Ditemui di kantornya, Andi Rachmanto bersama beberapa advokat publik dari LBH Malang selaku kuasa hukum Sutikno menyayangkan terjadinya peristiwa penggembokan dan perantaian motor oleh pihak leasing.
“Ini yang perlu kita pertanyakan. Kenapa sampai terjadi peristiwa penggembokan dan perantaian sepihak. Yang mana hal tersebut terjadi di kantor leasing. Lantas dari mana rantai dan gembok itu berasal? Apakah memang sudah disiapkan? Selain itu, seperti apa prosedurnya dari pihak leasing? Padahal ini klien kami ini berniat menyelesaikan. Makanya yang bersangkutan menghadap ke kantor. Bukannya solusi yang didapat, malah motornya digembok dan dirantai,” beber alumni Fakultas Hukum Unisma itu, Kamis (14/10/2021).

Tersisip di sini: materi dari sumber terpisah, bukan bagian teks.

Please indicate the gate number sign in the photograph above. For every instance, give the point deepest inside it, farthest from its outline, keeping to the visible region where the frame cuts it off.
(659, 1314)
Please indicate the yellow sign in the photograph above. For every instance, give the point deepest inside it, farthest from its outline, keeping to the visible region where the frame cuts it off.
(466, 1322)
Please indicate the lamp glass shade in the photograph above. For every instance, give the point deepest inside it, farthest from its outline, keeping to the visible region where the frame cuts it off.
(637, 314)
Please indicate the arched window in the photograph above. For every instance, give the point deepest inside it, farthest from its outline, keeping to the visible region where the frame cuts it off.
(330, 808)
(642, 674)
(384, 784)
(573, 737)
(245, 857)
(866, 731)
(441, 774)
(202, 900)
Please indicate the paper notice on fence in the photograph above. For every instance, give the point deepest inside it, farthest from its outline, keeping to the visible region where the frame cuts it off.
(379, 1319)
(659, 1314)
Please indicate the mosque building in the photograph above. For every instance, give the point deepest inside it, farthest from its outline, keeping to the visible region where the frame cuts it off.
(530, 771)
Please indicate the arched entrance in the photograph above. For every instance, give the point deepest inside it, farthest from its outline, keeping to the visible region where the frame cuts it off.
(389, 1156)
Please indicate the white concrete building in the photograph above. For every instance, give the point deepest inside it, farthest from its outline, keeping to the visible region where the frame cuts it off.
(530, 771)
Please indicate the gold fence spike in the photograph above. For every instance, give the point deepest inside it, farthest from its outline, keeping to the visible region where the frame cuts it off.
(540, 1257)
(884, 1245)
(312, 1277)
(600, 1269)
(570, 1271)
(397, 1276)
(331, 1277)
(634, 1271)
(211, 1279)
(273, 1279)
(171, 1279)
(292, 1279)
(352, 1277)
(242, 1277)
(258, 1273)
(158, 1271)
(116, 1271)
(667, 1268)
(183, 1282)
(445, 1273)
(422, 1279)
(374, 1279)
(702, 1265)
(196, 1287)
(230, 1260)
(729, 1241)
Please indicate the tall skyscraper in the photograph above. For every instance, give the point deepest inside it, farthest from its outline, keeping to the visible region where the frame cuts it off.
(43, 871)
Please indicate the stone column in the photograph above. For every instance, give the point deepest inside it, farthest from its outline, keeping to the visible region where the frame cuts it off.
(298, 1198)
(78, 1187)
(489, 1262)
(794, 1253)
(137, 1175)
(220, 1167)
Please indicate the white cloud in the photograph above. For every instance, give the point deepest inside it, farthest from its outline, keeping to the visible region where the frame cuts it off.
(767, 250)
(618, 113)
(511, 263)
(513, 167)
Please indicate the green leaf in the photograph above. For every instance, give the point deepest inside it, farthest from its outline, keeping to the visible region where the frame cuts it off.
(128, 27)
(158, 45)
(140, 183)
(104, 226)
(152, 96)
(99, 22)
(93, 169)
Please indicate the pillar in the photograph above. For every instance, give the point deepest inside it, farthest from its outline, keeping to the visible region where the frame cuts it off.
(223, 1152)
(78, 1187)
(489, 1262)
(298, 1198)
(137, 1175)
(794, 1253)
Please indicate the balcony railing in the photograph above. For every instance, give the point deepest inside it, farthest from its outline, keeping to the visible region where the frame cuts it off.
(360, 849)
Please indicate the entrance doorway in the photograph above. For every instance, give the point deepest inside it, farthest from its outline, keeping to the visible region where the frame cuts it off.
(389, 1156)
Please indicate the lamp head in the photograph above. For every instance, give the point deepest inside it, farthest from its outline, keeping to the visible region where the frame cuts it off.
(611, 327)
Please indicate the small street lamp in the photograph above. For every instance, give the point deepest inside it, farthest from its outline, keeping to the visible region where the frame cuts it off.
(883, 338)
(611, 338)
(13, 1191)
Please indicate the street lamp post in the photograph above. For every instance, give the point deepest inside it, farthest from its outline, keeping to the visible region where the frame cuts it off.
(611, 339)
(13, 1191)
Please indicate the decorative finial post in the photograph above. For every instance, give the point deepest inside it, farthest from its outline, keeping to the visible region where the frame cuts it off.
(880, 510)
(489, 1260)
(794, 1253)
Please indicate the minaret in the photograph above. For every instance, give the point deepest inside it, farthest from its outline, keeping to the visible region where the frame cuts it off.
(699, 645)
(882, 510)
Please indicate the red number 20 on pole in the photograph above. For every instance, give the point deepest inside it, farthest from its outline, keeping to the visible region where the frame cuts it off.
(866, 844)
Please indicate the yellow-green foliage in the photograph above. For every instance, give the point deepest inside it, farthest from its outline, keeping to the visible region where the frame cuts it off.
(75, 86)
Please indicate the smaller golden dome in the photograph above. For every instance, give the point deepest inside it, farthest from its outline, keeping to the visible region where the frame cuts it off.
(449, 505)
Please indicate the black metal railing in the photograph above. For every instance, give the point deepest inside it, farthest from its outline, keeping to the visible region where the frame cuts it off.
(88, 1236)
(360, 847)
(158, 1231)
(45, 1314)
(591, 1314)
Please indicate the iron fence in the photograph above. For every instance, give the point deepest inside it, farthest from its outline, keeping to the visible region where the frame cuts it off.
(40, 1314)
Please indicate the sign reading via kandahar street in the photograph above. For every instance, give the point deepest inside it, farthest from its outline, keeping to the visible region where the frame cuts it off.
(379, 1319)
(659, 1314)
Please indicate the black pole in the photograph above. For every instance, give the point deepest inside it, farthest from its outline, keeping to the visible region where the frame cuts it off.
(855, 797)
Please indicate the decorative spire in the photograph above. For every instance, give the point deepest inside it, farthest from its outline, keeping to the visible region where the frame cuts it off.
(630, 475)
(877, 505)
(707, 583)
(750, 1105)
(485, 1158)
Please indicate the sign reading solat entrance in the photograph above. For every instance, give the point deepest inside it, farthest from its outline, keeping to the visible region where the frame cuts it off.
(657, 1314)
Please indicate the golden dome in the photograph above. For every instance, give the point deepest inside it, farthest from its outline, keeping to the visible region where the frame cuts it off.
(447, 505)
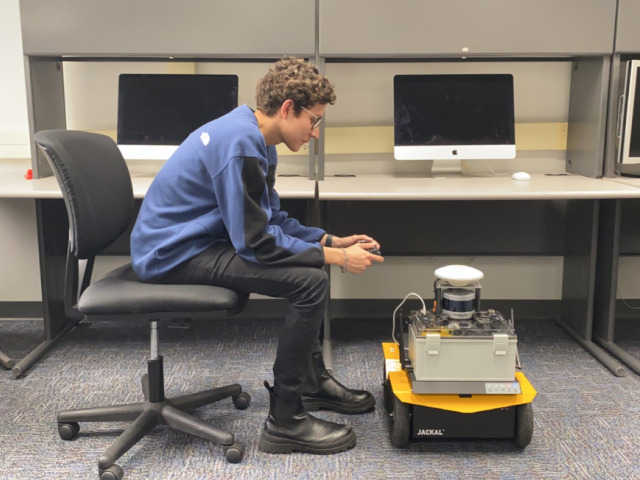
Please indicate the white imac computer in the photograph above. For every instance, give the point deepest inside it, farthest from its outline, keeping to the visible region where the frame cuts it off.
(628, 128)
(156, 112)
(453, 117)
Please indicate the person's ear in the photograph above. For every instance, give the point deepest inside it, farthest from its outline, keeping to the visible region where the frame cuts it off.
(287, 108)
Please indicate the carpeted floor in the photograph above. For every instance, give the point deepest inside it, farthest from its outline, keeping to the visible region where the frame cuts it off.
(587, 421)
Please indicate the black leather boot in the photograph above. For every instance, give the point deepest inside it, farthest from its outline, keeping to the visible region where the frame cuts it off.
(289, 428)
(325, 392)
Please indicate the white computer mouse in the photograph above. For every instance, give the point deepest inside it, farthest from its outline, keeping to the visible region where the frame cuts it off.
(521, 176)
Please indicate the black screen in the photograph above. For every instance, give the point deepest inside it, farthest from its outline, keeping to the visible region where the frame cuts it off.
(163, 109)
(454, 109)
(634, 139)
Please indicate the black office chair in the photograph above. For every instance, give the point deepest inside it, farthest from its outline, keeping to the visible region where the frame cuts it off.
(98, 194)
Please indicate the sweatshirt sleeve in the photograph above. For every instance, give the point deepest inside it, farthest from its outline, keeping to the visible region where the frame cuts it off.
(244, 200)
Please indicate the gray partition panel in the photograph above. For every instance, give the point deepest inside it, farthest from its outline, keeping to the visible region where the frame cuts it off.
(45, 102)
(487, 27)
(185, 27)
(627, 32)
(588, 116)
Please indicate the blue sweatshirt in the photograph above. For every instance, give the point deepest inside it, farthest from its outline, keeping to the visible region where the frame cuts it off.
(218, 186)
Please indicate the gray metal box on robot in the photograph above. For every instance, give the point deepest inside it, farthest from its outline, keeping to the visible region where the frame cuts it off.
(480, 349)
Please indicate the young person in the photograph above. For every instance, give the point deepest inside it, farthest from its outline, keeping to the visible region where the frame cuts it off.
(212, 216)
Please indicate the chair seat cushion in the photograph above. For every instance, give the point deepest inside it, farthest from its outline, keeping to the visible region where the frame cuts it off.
(121, 293)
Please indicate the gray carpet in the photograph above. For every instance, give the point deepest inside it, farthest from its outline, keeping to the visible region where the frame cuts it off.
(586, 420)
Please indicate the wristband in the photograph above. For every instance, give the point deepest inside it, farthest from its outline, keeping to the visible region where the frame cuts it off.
(343, 268)
(329, 240)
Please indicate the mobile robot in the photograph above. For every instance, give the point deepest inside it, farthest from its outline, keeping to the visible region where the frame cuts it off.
(452, 372)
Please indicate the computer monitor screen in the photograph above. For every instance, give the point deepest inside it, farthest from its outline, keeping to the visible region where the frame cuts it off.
(629, 124)
(454, 117)
(163, 109)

Andi, yang juga menjabat sebagai Ketua LBH Malang, menegaskan bahwa sudah seharusnya masyarakat memahami putusan MK nomor 18/PUU-XVII/2019. Yang menyatakan mengubah pasal ayat 2 dan 3 pasal 15 Undang Undang Jaminan Fidusia, karena dianggap bertentangan dengan UUD 45.
“Jelas akan makna putusan MK tersebut, yakni guna menciptakan suasana kondusif di masyarakat terkait eksekusi jaminan fidusia agar lebih berperikemanusiaan. Ini kok malah main ‘rantai Gembok’. Akhirnya kami lapor polisi atas peristiwa ini,” jelas Andi.
“Semoga saja permasalahan ini lekas selesai dengan baik. Karena saya rasa masyarakat risih atas terjadinya peristiwa ini, dan negara kita adalah negara hukum yang menjunjung tinggi etika sopan santun,” pungkasnya. (Dodik/MAS)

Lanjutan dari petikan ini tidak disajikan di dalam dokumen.